Una exposición excesiva o prolongada a los rayos ultravioletas puede generar daños severos en los componentes celulares de la piel. Los rayos pueden dañar la epidermis y los vasos sanguíneos superficiales de la dermis. Además, estimulan la producción de radicales libres, modifican la estructura de los queratinocitos y alteran los mecanismos naturales de protección de la piel. Cuando la inmunidad local de la piel se ve alterada, se incrementa el riesgo de que aparezcan infecciones bacterianas en la zona. Una exposición prolongada a niveles dañinos de rayos ultravioletas puede originar cambios en las estructuras profundas de la piel y la posible aparición de tumores. Los gatos de pelo blanco o sin pelaje son los más vulnerables a estos efectos. En el resto de las razas, los bordes de las orejas, la nariz, los párpados inferiores y los labios son las zonas con mayor riesgo de presentar lesiones.

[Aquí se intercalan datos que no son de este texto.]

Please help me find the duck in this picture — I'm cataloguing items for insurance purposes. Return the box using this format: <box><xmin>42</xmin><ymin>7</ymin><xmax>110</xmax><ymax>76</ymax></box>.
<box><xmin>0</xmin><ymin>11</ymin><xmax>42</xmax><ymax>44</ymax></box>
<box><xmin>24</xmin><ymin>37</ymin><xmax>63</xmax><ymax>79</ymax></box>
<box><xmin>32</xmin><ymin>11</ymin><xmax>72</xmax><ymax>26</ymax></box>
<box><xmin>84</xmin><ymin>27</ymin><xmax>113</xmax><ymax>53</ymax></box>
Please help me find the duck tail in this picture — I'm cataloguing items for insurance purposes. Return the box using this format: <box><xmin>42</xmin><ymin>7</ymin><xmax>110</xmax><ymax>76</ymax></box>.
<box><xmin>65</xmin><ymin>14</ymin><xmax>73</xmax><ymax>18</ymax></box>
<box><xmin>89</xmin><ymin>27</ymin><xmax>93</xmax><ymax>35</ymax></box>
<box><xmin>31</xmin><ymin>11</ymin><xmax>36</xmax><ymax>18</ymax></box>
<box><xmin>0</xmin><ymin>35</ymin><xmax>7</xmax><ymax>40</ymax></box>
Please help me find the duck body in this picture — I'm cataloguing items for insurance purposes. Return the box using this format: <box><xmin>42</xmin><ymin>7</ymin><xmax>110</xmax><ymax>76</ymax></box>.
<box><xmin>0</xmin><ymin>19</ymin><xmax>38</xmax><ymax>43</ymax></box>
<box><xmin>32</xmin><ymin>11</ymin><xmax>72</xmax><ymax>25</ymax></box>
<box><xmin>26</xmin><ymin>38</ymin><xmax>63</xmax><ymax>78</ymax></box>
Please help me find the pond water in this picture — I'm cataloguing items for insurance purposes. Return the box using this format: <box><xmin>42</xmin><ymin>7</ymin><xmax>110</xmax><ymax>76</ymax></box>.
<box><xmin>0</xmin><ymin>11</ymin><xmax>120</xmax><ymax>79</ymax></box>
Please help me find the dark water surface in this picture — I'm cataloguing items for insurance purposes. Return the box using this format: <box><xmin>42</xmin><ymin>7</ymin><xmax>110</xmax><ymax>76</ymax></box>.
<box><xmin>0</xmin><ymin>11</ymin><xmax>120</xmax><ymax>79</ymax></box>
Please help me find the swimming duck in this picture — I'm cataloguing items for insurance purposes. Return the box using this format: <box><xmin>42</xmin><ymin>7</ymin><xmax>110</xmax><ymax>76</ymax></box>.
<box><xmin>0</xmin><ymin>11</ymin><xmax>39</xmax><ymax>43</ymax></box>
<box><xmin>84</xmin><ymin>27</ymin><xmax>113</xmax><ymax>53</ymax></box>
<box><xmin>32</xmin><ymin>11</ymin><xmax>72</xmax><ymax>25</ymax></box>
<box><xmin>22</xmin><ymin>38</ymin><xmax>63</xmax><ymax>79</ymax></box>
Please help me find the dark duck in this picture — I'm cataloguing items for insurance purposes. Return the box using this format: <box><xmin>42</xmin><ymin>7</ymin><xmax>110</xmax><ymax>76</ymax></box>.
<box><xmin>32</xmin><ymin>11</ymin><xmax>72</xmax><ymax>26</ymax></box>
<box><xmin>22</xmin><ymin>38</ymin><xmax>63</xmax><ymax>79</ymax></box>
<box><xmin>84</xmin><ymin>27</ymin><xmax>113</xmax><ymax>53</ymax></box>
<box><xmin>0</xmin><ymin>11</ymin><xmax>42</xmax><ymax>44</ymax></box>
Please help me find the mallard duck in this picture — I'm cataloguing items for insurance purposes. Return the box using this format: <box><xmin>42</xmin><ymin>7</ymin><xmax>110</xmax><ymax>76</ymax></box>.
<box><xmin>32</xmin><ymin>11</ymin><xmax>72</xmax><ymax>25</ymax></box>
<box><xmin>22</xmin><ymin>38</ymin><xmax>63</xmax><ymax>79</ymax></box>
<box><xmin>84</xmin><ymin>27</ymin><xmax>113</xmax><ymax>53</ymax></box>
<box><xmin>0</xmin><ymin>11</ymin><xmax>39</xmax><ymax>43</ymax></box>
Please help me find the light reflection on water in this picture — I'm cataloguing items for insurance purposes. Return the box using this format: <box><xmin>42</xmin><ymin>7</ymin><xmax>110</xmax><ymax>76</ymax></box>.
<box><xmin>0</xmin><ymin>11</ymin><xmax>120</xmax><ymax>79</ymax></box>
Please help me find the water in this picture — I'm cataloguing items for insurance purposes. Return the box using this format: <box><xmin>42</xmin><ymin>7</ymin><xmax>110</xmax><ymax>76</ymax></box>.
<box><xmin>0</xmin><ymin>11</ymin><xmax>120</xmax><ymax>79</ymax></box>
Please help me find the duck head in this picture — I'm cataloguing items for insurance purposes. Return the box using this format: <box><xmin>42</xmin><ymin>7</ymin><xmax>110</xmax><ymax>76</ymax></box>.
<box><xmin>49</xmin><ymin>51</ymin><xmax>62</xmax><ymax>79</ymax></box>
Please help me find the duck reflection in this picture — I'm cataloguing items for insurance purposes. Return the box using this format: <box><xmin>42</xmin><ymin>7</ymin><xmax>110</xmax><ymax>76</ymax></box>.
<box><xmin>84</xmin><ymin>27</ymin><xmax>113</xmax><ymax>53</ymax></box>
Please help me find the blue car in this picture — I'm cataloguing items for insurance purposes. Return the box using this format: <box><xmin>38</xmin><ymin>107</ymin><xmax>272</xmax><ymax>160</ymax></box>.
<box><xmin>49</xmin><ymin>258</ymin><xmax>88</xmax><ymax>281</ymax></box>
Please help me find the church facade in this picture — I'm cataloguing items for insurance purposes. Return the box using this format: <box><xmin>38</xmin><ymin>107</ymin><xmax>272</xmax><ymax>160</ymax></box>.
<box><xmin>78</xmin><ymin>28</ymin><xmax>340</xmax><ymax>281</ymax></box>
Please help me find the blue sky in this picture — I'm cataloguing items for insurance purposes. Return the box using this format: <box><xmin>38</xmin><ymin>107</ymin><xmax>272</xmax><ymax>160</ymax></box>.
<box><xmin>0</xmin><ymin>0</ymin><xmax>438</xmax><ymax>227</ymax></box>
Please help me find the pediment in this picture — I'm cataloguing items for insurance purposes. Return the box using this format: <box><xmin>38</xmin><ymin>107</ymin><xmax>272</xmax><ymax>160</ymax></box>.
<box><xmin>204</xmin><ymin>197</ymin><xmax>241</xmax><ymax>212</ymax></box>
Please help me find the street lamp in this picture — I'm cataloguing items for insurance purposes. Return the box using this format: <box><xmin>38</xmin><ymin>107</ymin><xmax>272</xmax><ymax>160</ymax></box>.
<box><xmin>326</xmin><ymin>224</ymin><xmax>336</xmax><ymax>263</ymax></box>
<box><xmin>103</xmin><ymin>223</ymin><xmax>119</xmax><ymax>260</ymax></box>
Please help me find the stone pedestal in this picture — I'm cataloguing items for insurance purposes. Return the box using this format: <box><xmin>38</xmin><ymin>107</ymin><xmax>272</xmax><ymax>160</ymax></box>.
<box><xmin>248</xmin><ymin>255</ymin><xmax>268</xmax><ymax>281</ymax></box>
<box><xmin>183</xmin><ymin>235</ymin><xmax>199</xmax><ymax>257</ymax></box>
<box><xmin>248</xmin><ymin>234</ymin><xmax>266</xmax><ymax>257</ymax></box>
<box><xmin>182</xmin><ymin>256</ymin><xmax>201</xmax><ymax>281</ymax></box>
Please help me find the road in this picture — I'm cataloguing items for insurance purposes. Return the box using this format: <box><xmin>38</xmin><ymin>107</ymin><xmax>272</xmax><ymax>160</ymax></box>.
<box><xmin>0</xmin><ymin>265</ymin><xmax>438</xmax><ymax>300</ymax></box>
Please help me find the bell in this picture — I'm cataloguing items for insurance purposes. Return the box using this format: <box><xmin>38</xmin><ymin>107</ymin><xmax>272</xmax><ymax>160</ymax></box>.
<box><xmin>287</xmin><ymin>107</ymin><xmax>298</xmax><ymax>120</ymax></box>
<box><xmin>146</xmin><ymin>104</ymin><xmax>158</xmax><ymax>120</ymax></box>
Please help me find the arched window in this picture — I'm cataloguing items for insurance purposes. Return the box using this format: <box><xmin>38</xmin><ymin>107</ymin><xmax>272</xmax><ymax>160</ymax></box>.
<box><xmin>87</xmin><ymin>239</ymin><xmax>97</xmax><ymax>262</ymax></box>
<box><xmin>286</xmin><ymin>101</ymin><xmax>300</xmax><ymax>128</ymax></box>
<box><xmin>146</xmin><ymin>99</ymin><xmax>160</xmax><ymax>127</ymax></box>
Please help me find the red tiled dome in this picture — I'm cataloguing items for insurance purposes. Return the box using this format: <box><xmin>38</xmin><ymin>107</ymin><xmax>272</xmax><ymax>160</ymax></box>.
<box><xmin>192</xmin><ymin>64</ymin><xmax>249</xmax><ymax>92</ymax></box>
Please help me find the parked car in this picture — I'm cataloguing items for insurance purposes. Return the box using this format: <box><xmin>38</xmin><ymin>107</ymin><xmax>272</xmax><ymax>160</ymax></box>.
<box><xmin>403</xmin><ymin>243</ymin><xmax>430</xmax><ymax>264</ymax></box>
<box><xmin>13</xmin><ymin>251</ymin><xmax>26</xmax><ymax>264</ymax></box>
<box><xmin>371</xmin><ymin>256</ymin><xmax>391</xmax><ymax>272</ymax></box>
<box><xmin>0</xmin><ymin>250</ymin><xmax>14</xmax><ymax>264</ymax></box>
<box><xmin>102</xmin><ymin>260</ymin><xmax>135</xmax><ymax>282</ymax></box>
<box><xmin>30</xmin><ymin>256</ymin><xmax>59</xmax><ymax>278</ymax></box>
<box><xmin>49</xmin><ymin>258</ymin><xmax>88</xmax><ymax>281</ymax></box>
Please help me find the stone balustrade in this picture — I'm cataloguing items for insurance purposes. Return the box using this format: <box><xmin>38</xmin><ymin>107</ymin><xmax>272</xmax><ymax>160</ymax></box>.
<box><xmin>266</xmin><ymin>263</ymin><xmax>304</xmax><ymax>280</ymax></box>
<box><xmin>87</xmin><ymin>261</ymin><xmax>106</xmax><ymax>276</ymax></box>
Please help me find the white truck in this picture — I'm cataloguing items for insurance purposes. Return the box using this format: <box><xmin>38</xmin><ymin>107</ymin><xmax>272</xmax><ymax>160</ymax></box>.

Las enfermedades o daños asociadas a los efectos del sol dependerán de la intensidad de la radiación, el tiempo de exposición, densidad del pelaje del animal, pigmentación del pelo y la piel y factores de susceptibilidad individual como que haya una enfermedad concomitante u otros problemas de piel. Los principales efectos a vigilar serán:

  • Quemaduras: son el daño más inmediato y visible. Cuando son profundas pueden acompañarse de infecciones bacterianas secundarias
  • Dermatitis solar o actínica: presenta la piel enrojecida, pérdida de pelo, irritación e inflamación de la zona. Cuando aumenta la exposición pueden aparecer costras, úlceras y ampollas que producen un intenso picor
  • Carcinoma de células escamosas: El daño crónico de la piel puede producir la transformación maligna de las células, lo que lleva a que se produzca un tumor
  • Hipertermia o golpe de calor: principalmente en la época estival cuando las temperaturas se elevan a niveles agobiantes. Los felinos no sudan, y para liberar calor, jadean o se lamen

Aunque estas enfermedades no son muy frecuentes en los gatos, es recomendable la prevención de estos riesgos. Así deberemos intentar evitar que nuestros gatos se expongan a los rayos del sol, sobre todo, en las horas puntas del día y de forma prolongada. Deberemos recurrir al uso de las cremas protectoras solares, específicas para gatos, y aplicarlas en las zonas de mayor riesgo. No se deben utilizar las cremas comercializadas para humanos ya que pueden resultar tóxicas para el animal.

Por último, ante cualquier lesión sospechosa, debemos acudir al veterinario de confianza como lo hacemos siempre ante cualquier posible duda que nos pueda surgir sobre la salud de nuestro peludo. Hagámosles sentir siempre seguros, porque LES QUEREMOS, LES PROTEGEMOS.